Affaire OKD : le Premier ministre appelé à comparaître en tant que témoin

Un Premier ministre appelé à témoigner à la barre, ce n’est pas banal. C’est pourtant bien le sort qui attend Bohuslav Sobotka, qui comparaîtra le 1er septembre à Prague dans le cadre de l’affaire de la société minière OKD. De forts soupçons pèsent sur les conditions de sa privatisation, à une époque où l’actuel chef du gouvernement était ministre des Finances…

OKD, photo: Petr Štefek, CC BY-SA 3.0OKD, photo: Petr Štefek, CC BY-SA 3.0 Les faits sont les suivants : en septembre 2004, le gouvernement du social-démocrate Stanislav Gross procède à la vente des actions appartenant à l’Etat de l’entreprise OKD, un acteur majeur de l’industrie minière en République tchèque, le premier producteur de houille du pays. C’est le groupe Karbon Invest, alors déjà propriétaire de la majorité de la firme, qui acquiert les parts restantes, environ 46%, pour un montant de 4,1 milliards de couronnes (près de 157 millions d’euros au cours actuel de la couronne). Et c’est là que le bât blesse, car cette somme aurait été largement sous-évaluée. Selon le procureur de la République, la valeur réelle de ces actions était en réalité au moins deux fois supérieure, environ 10 milliards de couronnes…

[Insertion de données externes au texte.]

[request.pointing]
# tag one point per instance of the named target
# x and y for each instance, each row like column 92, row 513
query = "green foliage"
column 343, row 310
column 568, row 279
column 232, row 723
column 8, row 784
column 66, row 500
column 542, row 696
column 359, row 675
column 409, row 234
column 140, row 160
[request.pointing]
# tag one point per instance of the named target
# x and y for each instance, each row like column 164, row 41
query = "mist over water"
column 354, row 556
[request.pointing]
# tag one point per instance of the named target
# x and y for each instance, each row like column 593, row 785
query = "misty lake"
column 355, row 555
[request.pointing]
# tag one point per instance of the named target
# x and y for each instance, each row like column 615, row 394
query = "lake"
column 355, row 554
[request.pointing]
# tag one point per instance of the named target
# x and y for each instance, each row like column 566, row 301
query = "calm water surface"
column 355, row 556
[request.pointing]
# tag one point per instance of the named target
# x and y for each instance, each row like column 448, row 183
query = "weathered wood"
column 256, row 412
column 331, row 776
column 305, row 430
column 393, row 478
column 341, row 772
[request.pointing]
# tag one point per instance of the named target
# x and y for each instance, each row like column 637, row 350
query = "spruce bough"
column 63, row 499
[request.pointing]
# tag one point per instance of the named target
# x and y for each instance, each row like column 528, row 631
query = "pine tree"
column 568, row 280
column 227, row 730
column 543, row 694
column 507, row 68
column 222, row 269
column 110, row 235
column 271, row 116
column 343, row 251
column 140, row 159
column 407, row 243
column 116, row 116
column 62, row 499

C’est en tant que témoin que Bohuslav Sobotka, à la tête du ministère des Finances au moment de la vente, devra donner sa version de cette histoire devant le tribunal municipal de Prague, qui juge actuellement plusieurs acteurs de la transaction. Sur le banc des accusés figure notamment Rudolf Doucha, qui avait conduit l’expertise visant à évaluer la valeur de la société OKD, opération effectuée en un temps record de trois semaines. Depuis Budapest, où il participait ce mercredi à un sommet du groupe de Visegrád, l’actuel Premier ministre a pour sa part nié une nouvelle fois toute malversation dans cette privatisation douloureuse pour les finances de l’Etat tchèque :

Bohuslav Sobotka, photo: ČTKBohuslav Sobotka, photo: ČTK « A l’époque, le gouvernement a pris sa décision sur la base d’une expertise. Nous avons également décidé sur la base d’un avis du Bureau pour la protection de la concurrence (ÚOHS). Nous avons aussi décidé sur la base d’une offre alternative spontanée qui a été soumise pour un montant d’environ quatre milliards de couronnes. Plus tard, la Commission européenne a fait le constat que la privatisation d’OKD n’avait pas donné lieu à un soutien public illicite. »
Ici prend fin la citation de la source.